George Beasley
Bronze and mild steel

Thirty-six feet in height, the Five Points Monument commemorates the historic intersection where trolley tracks and an artesian water tower once stood, as well as the five streets that intersect to form the heart of Downtown Atlanta. The sculpture is an asymmetric interpretation of the water tower’s traditional girder construction, its structural steel trusses alluding to the trolley tracks now buried below the street. An adjacent smaller sculpture displays texts that focus on the history and destination of each of the five streets forming the intersection: Peachtree, Edgewood, Decatur, Whitehall (South Peachtree), and Marietta. Bronze panels reference the area’s history through text, maps, and other formal data.

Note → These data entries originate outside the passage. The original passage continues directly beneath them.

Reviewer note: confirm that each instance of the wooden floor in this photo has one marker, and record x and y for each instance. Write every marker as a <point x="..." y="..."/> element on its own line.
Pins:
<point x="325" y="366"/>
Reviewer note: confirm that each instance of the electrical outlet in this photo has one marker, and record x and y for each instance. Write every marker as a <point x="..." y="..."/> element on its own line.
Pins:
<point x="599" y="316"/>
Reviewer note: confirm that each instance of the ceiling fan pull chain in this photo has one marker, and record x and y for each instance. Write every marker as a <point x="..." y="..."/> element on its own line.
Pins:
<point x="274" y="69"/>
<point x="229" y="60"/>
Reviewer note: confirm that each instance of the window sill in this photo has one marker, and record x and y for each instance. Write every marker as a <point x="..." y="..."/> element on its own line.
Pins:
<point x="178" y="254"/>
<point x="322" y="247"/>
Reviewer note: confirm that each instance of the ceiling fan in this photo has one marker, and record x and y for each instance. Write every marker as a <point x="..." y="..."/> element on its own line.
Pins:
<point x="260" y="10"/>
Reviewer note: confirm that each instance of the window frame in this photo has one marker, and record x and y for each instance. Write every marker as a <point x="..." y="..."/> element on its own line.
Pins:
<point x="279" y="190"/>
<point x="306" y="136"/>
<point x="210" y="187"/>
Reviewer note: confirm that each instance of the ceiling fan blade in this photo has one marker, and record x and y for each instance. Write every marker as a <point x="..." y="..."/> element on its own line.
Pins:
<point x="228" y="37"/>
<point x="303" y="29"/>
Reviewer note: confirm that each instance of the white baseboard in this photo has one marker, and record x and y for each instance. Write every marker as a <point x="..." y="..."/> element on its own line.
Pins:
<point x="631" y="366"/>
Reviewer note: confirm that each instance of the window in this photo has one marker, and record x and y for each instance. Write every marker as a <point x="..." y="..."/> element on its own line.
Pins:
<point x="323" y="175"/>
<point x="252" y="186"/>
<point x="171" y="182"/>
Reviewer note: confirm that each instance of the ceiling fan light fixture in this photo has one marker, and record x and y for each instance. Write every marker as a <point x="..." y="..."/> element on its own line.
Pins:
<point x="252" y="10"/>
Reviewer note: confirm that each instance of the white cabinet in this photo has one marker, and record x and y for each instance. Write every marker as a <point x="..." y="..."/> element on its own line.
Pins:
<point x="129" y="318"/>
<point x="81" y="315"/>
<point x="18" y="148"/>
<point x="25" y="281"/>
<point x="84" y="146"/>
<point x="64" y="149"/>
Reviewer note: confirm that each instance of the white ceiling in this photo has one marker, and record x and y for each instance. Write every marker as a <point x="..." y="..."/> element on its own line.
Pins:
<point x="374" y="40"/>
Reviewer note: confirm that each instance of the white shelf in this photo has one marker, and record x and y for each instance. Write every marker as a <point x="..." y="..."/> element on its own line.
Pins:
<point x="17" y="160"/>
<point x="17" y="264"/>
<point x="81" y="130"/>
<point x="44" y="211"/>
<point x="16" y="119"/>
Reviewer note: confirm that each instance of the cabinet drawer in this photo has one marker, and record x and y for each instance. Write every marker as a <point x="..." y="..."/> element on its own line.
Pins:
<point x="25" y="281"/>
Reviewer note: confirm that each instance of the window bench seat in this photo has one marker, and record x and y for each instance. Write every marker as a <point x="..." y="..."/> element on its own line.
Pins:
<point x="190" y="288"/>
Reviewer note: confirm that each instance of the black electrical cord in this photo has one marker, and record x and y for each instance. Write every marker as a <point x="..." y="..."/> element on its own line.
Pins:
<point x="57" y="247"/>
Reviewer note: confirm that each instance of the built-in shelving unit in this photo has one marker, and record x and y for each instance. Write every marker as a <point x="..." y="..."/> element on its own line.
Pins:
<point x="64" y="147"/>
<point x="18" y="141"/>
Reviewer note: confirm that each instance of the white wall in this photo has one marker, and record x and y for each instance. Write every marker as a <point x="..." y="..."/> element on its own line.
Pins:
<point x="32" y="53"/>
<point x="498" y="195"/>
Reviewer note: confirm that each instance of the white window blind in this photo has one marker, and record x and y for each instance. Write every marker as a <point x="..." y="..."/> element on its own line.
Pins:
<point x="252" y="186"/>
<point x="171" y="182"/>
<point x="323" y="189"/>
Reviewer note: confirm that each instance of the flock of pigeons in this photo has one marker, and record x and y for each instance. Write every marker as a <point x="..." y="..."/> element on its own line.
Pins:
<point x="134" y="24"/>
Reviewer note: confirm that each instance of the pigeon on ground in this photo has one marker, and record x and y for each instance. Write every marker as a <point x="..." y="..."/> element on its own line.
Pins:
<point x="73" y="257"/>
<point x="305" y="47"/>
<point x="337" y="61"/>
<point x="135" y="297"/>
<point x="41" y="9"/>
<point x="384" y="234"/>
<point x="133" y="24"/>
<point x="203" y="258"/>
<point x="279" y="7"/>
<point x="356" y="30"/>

Much of artist George Beasley’s work is site-specific installation/performance created to convey to viewers the experience of the “dance” of iron making. The structures, which remain after the initial event has taken place, are visual testimonies of those events. Inspiration for Beasley’s imagery originates from personal and familial links to Celtic history and to the iron foundries of Scotland and the US. He credits these links with his decision to become a sculptor and his adoption of foundry work as a means of artistic expression. George Beasley joined the School of Art and Design faculty at Georgia State University in 1970. Beasley believes effective teaching to be an outgrowth of studio/apprentice practice. He stresses the idea of teaching by example using the production of almost all of his own work in school studios as a vehicle to demonstrate concepts and processes.